Provides adjusted boundaries and defines a group sequential design for its use in the inverse normal combination test.
getDesignInverseNormal(
...,
kMax = NA_integer_,
alpha = NA_real_,
beta = NA_real_,
sided = 1L,
informationRates = NA_real_,
futilityBounds = NA_real_,
typeOfDesign = c("OF", "P", "WT", "PT", "HP", "WToptimum", "asP", "asOF", "asKD",
"asHSD", "asUser", "noEarlyEfficacy"),
deltaWT = NA_real_,
deltaPT1 = NA_real_,
deltaPT0 = NA_real_,
optimizationCriterion = c("ASNH1", "ASNIFH1", "ASNsum"),
gammaA = NA_real_,
typeBetaSpending = c("none", "bsP", "bsOF", "bsKD", "bsHSD", "bsUser"),
userAlphaSpending = NA_real_,
userBetaSpending = NA_real_,
efficacyStops = NA,
futilityStops = NA,
gammaB = NA_real_,
bindingFutility = NA,
futilityBoundsScale = c("zValue", "pValue", "reverseCondPower", "condPowerAtObserved",
"predictivePower"),
directionUpper = NA,
betaAdjustment = NA,
constantBoundsHP = 3,
twoSidedPower = NA,
tolerance = 1e-08
)Returns a TrialDesign object.
The following generics (R generic functions) are available for this result object:
names() to obtain the field names,
print() to print the object,
summary() to display a summary of the object,
plot() to plot the object,
as.data.frame() to coerce the object to a data.frame,
as.matrix() to coerce the object to a matrix.
Ensures that all arguments (starting from the "...") are to be named and that a warning will be displayed if unknown arguments are passed.
The maximum number of stages K.
Must be a positive integer of length 1 (default value is 3).
The maximum selectable kMax is 20 for group sequential or inverse normal and
6 for Fisher combination test designs.
The significance level alpha, default is 0.025. Must be a positive numeric of length 1.
Type II error rate, necessary for providing sample size calculations
(e.g., getSampleSizeMeans()), beta spending function designs,
or optimum designs, default is 0.20. Must be a positive numeric of length 1.
Is the alternative one-sided (1) or two-sided (2), default is 1.
Must be a positive integer of length 1.
The information rates t_1, ..., t_kMax (that must be fixed prior to the trial),
default is (1:kMax) / kMax. For the weighted inverse normal design, the weights are derived
through w_1 = sqrt(t_1), and w_k = sqrt(t_k - t_(k-1)). For the weighted Fisher's combination test, the
weights (scales) are w_k = sqrt((t_k - t_(k-1)) / t_1) (see the documentation).
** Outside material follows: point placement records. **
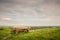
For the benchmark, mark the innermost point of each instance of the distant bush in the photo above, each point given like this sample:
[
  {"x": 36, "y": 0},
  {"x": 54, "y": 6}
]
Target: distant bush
[{"x": 6, "y": 33}]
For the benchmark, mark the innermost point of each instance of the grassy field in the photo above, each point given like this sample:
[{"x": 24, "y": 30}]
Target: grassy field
[{"x": 6, "y": 33}]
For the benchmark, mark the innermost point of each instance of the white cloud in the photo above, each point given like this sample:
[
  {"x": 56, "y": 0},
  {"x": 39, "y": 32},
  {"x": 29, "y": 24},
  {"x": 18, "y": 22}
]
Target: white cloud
[{"x": 7, "y": 19}]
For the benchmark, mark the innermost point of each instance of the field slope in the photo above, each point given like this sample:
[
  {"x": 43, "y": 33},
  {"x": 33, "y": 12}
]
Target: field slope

The futility bounds, defined on the scale defined by futilityBoundsScale.
(numeric vector of length kMax - 1).
The type of design. Type of design is one of the following:
O'Brien & Fleming ("OF"), Pocock ("P"), Wang & Tsiatis Delta class ("WT"),
Pampallona & Tsiatis ("PT"), Haybittle & Peto ("HP"),
Optimum design within Wang & Tsiatis class ("WToptimum"),
O'Brien & Fleming type alpha spending ("asOF"), Pocock type alpha spending ("asP"),
Kim & DeMets alpha spending ("asKD"), Hwang, Shi & DeCani alpha spending ("asHSD"),
user defined alpha spending ("asUser"), no early efficacy stop ("noEarlyEfficacy"),
default is "OF".
Delta for Wang & Tsiatis Delta class.
Delta1 for Pampallona & Tsiatis class rejecting H0 boundaries.
Delta0 for Pampallona & Tsiatis class rejecting H1 boundaries.
Optimization criterion for optimum design within
Wang & Tsiatis class ("ASNH1", "ASNIFH1",
"ASNsum"), default is "ASNH1", see details.
Parameter for alpha spending function.
Type of beta spending. Type of of beta spending is one of the following:
O'Brien & Fleming type beta spending, Pocock type beta spending,
Kim & DeMets beta spending, Hwang, Shi & DeCani beta spending, user defined
beta spending ("bsOF", "bsP", "bsKD",
"bsHSD", "bsUser", default is "none").
The user defined alpha spending.
Numeric vector of length kMax containing the cumulative
alpha-spending (Type I error rate) up to each interim stage: 0 <= alpha_1 <= ... <= alpha_K <= alpha.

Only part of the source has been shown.